Vertices of quadrilaterals as circumcenters

Such points $P$, $Q$, $R$, $S$ do not always exist.

To see this, consider the (arguably) simplest quadrilateral - the unit square. We place this in coordinate space with $A(0,0)$, $B(1,0)$, $C(1,1)$, $D(0,1)$.

If $A$ is the circumcenter of $\triangle QRS$, then $A$ is equidistant from $Q$, $R$, and $S$. Similarly, $B$ is equidistant from $R$, $S$, and $P$. Since $A$, $B$ are both equidistant from $R$, $S$, we have that $AB$ is the perpendicular bisector of $RS$. Hence, $x_R=x_S$ and $y_R+y_S=0$.

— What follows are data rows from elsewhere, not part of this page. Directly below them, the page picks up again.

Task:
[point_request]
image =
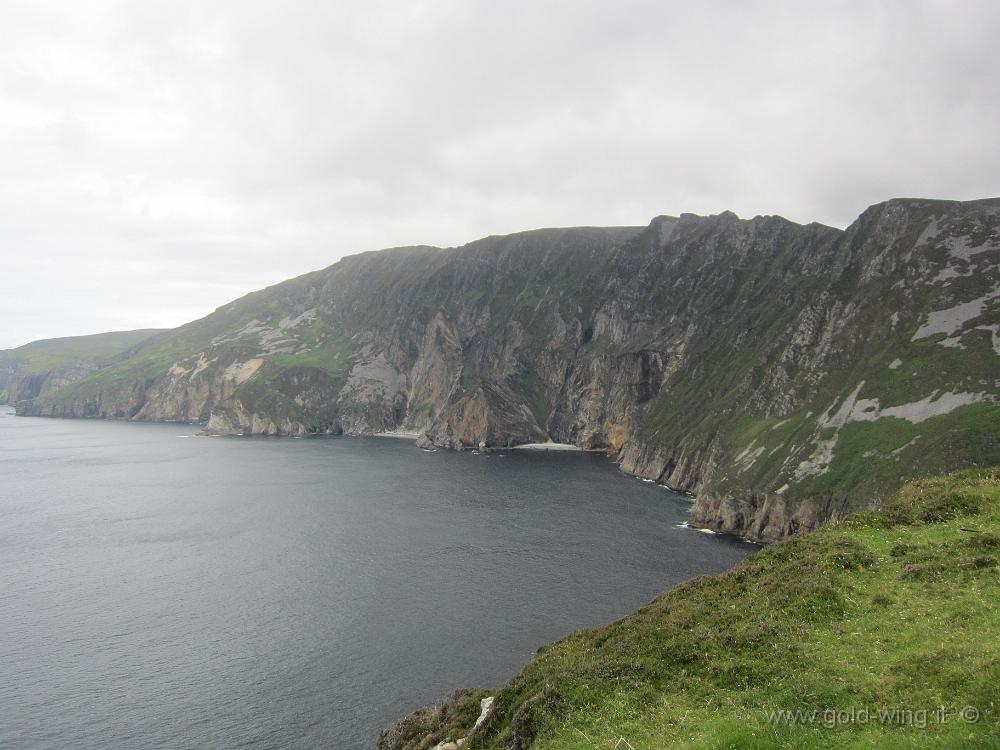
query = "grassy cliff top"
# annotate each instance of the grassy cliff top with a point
(48, 354)
(882, 631)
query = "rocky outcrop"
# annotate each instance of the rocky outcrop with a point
(46, 366)
(446, 725)
(783, 373)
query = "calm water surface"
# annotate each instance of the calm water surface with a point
(160, 590)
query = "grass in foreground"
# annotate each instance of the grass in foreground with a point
(882, 631)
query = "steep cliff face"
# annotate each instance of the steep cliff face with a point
(43, 367)
(785, 373)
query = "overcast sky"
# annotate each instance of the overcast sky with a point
(158, 159)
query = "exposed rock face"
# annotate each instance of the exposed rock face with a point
(785, 373)
(46, 366)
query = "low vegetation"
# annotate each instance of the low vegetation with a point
(882, 631)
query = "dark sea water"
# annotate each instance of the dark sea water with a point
(160, 590)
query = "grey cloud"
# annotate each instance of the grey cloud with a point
(161, 158)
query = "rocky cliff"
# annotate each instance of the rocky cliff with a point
(784, 373)
(45, 366)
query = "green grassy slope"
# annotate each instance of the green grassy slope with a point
(896, 613)
(48, 354)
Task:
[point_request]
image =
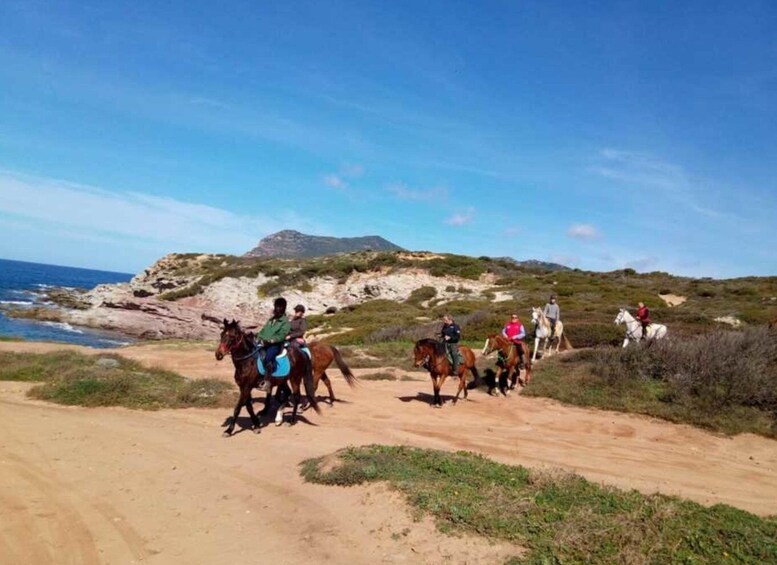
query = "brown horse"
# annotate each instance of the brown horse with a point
(323, 355)
(431, 355)
(508, 365)
(241, 346)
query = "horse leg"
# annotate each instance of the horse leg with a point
(501, 378)
(462, 386)
(255, 421)
(245, 394)
(328, 383)
(437, 385)
(296, 396)
(267, 401)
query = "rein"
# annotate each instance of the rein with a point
(251, 353)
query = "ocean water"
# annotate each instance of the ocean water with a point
(24, 285)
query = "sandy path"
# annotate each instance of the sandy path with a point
(117, 486)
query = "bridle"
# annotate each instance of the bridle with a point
(234, 346)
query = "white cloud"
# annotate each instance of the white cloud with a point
(461, 219)
(584, 232)
(338, 180)
(404, 192)
(353, 171)
(335, 181)
(648, 171)
(166, 223)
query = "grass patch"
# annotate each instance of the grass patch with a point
(110, 380)
(560, 518)
(723, 381)
(380, 376)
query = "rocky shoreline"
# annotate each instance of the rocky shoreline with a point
(139, 308)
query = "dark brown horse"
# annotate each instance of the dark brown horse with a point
(431, 355)
(323, 355)
(507, 367)
(241, 346)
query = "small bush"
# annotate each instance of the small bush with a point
(558, 517)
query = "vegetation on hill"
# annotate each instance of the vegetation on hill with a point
(110, 380)
(589, 301)
(725, 381)
(559, 518)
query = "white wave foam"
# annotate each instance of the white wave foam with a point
(63, 326)
(115, 342)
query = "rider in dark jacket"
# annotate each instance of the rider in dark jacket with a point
(451, 334)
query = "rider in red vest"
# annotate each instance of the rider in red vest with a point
(515, 332)
(643, 315)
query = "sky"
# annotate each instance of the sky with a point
(601, 135)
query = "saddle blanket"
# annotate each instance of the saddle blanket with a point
(458, 355)
(283, 365)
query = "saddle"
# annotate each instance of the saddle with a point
(282, 363)
(459, 356)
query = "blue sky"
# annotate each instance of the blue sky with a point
(601, 135)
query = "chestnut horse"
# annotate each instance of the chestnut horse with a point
(241, 346)
(430, 354)
(323, 354)
(508, 365)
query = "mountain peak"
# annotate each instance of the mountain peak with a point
(291, 243)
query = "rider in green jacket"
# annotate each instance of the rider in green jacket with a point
(273, 334)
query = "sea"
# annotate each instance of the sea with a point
(24, 285)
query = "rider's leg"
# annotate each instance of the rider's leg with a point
(521, 359)
(271, 352)
(453, 349)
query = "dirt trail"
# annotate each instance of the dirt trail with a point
(118, 486)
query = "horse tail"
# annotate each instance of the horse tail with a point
(310, 386)
(349, 377)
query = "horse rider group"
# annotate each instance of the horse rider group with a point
(513, 330)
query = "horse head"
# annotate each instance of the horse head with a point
(492, 344)
(422, 353)
(231, 338)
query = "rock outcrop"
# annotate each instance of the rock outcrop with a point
(290, 244)
(142, 307)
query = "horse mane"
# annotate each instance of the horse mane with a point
(436, 346)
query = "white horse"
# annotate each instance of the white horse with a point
(542, 330)
(634, 328)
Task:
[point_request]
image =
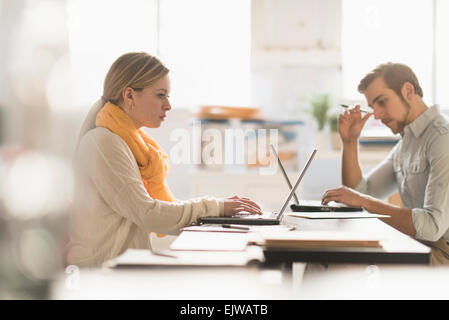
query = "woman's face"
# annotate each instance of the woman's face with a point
(148, 107)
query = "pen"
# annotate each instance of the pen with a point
(231, 226)
(348, 107)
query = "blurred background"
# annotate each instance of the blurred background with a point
(286, 59)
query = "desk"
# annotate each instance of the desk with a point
(266, 282)
(397, 247)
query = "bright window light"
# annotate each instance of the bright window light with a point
(204, 43)
(379, 31)
(442, 54)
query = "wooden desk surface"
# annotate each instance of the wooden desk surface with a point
(397, 247)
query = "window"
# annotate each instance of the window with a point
(205, 44)
(378, 31)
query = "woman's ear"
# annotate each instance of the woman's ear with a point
(408, 91)
(127, 96)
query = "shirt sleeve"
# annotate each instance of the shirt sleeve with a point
(380, 182)
(114, 172)
(432, 221)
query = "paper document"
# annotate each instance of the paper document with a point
(314, 239)
(248, 228)
(144, 258)
(210, 241)
(336, 215)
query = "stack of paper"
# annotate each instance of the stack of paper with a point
(314, 239)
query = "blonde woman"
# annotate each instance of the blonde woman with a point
(121, 192)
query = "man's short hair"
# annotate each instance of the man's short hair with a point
(394, 75)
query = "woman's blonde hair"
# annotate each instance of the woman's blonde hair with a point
(136, 70)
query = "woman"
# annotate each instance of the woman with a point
(121, 193)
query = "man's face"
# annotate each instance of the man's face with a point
(387, 105)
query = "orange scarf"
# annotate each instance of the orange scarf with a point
(151, 159)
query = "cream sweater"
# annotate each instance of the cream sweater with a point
(112, 210)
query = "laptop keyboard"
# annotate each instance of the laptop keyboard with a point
(265, 215)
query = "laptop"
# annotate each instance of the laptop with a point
(271, 218)
(312, 205)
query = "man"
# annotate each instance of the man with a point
(418, 165)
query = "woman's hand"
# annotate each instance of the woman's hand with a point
(344, 195)
(235, 204)
(350, 124)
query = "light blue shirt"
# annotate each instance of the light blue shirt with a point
(418, 166)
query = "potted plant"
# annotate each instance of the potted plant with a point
(320, 107)
(335, 136)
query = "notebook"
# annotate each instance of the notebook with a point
(271, 218)
(312, 205)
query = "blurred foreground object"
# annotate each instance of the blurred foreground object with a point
(35, 194)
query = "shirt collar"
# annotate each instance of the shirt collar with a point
(418, 125)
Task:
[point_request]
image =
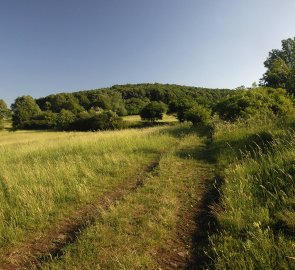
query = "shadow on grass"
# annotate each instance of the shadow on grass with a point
(206, 225)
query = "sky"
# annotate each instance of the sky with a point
(51, 46)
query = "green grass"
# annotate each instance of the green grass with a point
(45, 176)
(256, 213)
(136, 118)
(129, 235)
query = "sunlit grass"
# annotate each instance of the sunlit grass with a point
(128, 235)
(46, 175)
(257, 198)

Similarly, we have $x_S+x_P=2$, $y_P+y_Q=2$, and $x_Q+x_R=0$.

Define $x_R=x$. Then, $x_P=2-x$, $x_Q=-x$, and $x_S=x$. Also, define $y_R=y$. This forces $y_S=-y$.

Since $B$ is equidistant from $R$ and $P$, $$(x-1)^2+y^2=(1-x)^2+y_P^2 \implies y_P= \pm y$$

Since $C$ is equidistant from $S$ and $P$, $$(x-1)^2+(-y-1)^2=(x_P-1)^2+(y_P-1)^2$$ Since $x_P=2-x$, $$(x-1)^2+(-y-1)^2=(1-x)^2+(y_P-1)^2 \implies y_P=-y \text{ or } y_P=y+2.$$

So, either $y=0$ (degenerate case since $R$ and $S$ would coincide) or $y_P=-y$.

Since $D$ is equidistant from $R$ and $Q$, $$x^2+(y-1)^2=x_Q^2+(y_Q-1)^2$$ Since $x_Q=-x$, $$(y-1)^2=(y_Q-1)^2 \implies y_Q=y \text{ or } 2-y.$$

However, we have from earlier that $y_P+y_Q=2$. Since $y_P=-y$, $y_Q=2+y$ regardless. But then the only possibility is for $y=0$, which we already established to lead to a degenerate case.